M. Augustin Thierry, dans ses _Lettres sur l'histoire de France_, a suivi avec beaucoup de sagacité les alternatives de cette longue lutte qui, dans l'espace d'un siècle, fit prévaloir la nouvelle dynastie. Il m'est impossible de ne pas emprunter quelques pages de ce beau récit. La question n'y est traitée que sous un point de vue, mais avec une netteté singulière.

«À la révolution de 888, correspond de la manière la plus précise un mouvement d'un autre genre, qui élève sur le trône un homme entièrement étranger à la famille des Carlovingiens. Ce roi, le premier auquel notre histoire devrait donner le titre de roi de France, par opposition au roi des Francs, est Ode, ou selon la prononciation romaine, qui commençait à prévaloir, Eudes, fils du comte d'Anjou Robert-le-Fort. Élu au détriment d'un héritier qui se qualifiait de légitime, Eudes fut le candidat national de la population mixte qui avait combattu cinquante ans pour former un État par elle-même, et son règne marque l'ouverture d'une seconde série de guerres civiles, terminées, après un siècle, par l'exclusion définitive de la race de Charles-le-Grand. En effet, cette race toute germanique, se rattachant, par le lien des souvenirs et les affections de parenté, aux pays de la langue tudesque, ne pouvait être regardée par les Français que comme un obstacle à la séparation sur laquelle venait de se fonder leur existence indépendante.

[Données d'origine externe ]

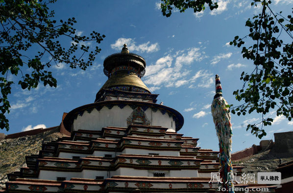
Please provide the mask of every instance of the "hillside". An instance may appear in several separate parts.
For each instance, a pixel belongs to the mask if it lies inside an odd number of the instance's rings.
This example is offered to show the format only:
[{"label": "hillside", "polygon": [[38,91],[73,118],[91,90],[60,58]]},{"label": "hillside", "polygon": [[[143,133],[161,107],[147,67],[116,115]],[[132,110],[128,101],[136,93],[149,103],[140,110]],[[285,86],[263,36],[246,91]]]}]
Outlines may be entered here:
[{"label": "hillside", "polygon": [[[58,132],[58,128],[36,135],[9,139],[0,141],[0,186],[3,187],[7,181],[7,174],[19,170],[26,166],[25,156],[39,153],[42,144],[58,138],[67,136]],[[274,171],[279,164],[293,160],[293,155],[276,154],[270,150],[237,161],[233,163],[243,166],[246,173],[255,173],[259,171]]]},{"label": "hillside", "polygon": [[0,186],[4,186],[7,180],[7,173],[26,166],[25,156],[38,154],[42,144],[66,136],[60,133],[58,129],[0,141]]},{"label": "hillside", "polygon": [[261,171],[275,171],[275,169],[279,165],[281,159],[282,163],[293,160],[293,155],[290,153],[276,153],[268,150],[261,152],[251,156],[238,160],[233,163],[239,166],[244,167],[243,169],[246,173],[255,173]]}]

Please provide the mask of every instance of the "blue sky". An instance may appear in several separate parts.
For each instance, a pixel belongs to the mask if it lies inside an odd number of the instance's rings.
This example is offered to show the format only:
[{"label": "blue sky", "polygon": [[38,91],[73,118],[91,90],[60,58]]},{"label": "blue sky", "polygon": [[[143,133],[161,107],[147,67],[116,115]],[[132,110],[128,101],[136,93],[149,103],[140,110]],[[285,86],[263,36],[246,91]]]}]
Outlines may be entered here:
[{"label": "blue sky", "polygon": [[[7,115],[10,129],[6,134],[40,127],[58,125],[63,112],[94,102],[97,92],[107,80],[102,64],[108,55],[120,52],[126,43],[130,52],[143,56],[146,62],[146,73],[142,79],[152,93],[160,94],[158,102],[174,108],[184,117],[179,133],[198,138],[202,148],[219,149],[210,104],[215,94],[216,74],[220,77],[223,95],[229,104],[239,104],[233,91],[242,87],[239,77],[243,71],[251,72],[251,61],[243,59],[241,49],[229,46],[234,37],[249,33],[246,20],[260,11],[251,7],[249,0],[219,0],[219,8],[195,14],[173,12],[171,17],[162,16],[159,1],[59,0],[50,7],[55,19],[74,17],[80,34],[93,30],[106,37],[98,46],[102,49],[95,64],[86,71],[72,70],[65,64],[51,68],[57,78],[56,88],[40,85],[37,89],[22,90],[15,85],[9,96],[11,105]],[[292,0],[273,1],[274,10],[289,13]],[[248,41],[248,40],[247,40]],[[64,41],[69,46],[70,42]],[[97,45],[94,43],[90,47]],[[49,59],[49,57],[48,57]],[[44,60],[44,62],[46,61]],[[17,82],[17,77],[9,78]],[[271,112],[273,118],[275,115]],[[260,141],[246,131],[246,125],[259,121],[260,115],[232,115],[233,152],[258,145]],[[292,130],[293,122],[283,117],[275,118],[273,125],[265,127],[267,136]]]}]

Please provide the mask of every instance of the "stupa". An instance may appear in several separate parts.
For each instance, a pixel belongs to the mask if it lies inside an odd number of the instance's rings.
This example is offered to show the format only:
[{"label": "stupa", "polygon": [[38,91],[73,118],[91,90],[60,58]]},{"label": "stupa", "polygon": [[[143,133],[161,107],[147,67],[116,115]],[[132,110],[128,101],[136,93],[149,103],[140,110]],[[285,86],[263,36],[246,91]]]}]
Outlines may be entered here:
[{"label": "stupa", "polygon": [[[104,61],[108,80],[95,102],[68,113],[62,123],[70,137],[44,144],[26,157],[27,167],[8,175],[9,192],[215,192],[211,173],[218,151],[197,146],[178,133],[183,116],[157,104],[141,78],[146,61],[121,53]],[[234,168],[240,176],[242,167]]]}]

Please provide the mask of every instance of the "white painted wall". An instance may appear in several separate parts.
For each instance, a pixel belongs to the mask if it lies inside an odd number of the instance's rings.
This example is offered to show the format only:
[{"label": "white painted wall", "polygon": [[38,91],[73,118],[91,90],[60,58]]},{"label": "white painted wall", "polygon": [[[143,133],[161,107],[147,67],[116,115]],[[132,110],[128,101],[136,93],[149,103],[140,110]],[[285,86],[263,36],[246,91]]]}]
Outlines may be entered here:
[{"label": "white painted wall", "polygon": [[62,158],[70,158],[72,159],[73,156],[79,156],[80,158],[86,157],[89,156],[92,156],[92,154],[84,154],[82,153],[75,153],[70,152],[60,152],[58,157]]},{"label": "white painted wall", "polygon": [[147,170],[136,169],[129,168],[119,168],[111,172],[111,175],[127,175],[129,176],[148,176]]},{"label": "white painted wall", "polygon": [[[128,105],[122,109],[114,106],[111,109],[104,106],[99,111],[94,109],[91,113],[85,111],[82,116],[78,116],[74,120],[73,129],[101,130],[102,127],[108,126],[126,127],[126,119],[133,111]],[[175,121],[168,113],[163,115],[159,110],[154,112],[149,108],[145,113],[151,125],[162,126],[168,128],[167,131],[175,132]]]},{"label": "white painted wall", "polygon": [[[143,166],[142,167],[143,167]],[[126,175],[130,176],[153,177],[154,172],[164,172],[165,173],[165,177],[198,177],[198,173],[197,170],[155,170],[143,169],[136,169],[129,168],[120,168],[116,171],[111,171],[111,176],[113,175]],[[209,174],[210,174],[209,173]]]},{"label": "white painted wall", "polygon": [[67,180],[69,180],[71,178],[81,178],[82,174],[81,172],[40,170],[38,178],[42,180],[56,180],[57,177],[65,177]]},{"label": "white painted wall", "polygon": [[171,170],[171,177],[198,177],[197,170],[182,169],[180,170]]},{"label": "white painted wall", "polygon": [[167,155],[169,156],[179,156],[179,151],[167,151],[166,149],[162,149],[161,151],[160,151],[158,150],[132,149],[131,148],[125,148],[122,151],[121,153],[135,155],[148,155],[149,153],[159,153],[159,155]]},{"label": "white painted wall", "polygon": [[96,176],[104,176],[104,179],[110,177],[108,176],[107,171],[97,171],[94,170],[83,169],[82,171],[83,178],[95,179]]}]

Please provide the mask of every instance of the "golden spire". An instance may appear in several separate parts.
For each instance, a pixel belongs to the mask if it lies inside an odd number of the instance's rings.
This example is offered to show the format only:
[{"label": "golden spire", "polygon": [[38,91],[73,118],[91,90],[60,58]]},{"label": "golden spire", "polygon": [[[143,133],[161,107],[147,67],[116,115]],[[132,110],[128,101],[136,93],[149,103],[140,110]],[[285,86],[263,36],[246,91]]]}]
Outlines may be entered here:
[{"label": "golden spire", "polygon": [[124,44],[124,45],[123,45],[121,53],[129,53],[129,50],[128,50],[127,45],[126,44]]}]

«Ce ne fut point par caprice, mais par politique, que les seigneurs du nord de la Gaule, Francs d'origine, mais attachés à l'intérêt du pays, violèrent le serment prêté par leurs aïeux à la famille de Pepin, et firent sacrer roi, à Compiègne, un homme de descendance saxonne. L'héritier dépossédé par cette élection, Charles, surnommé le Simple ou le Sot[378], ne tarda pas à justifier son exclusion du trône en se mettant sous le patronage d'Arnulf, roi de Germanie. «Ne pouvant tenir, dit un ancien historien, contre la puissance d'Eudes, il alla réclamer, en suppliant, la protection du roi Arnulf. Une assemblée publique fut convoquée dans la ville de Worms; Charles s'y rendit, et, après avoir offert de grands présents à Arnulf, il fut investi par lui de la royauté dont il avait pris le titre. L'ordre fut donné aux comtes et aux évêques qui résidaient aux environs de la Moselle de lui prêter secours, et de le faire rentrer dans son royaume, pour qu'il y fût couronné; mais rien de tout cela ne lui profita.»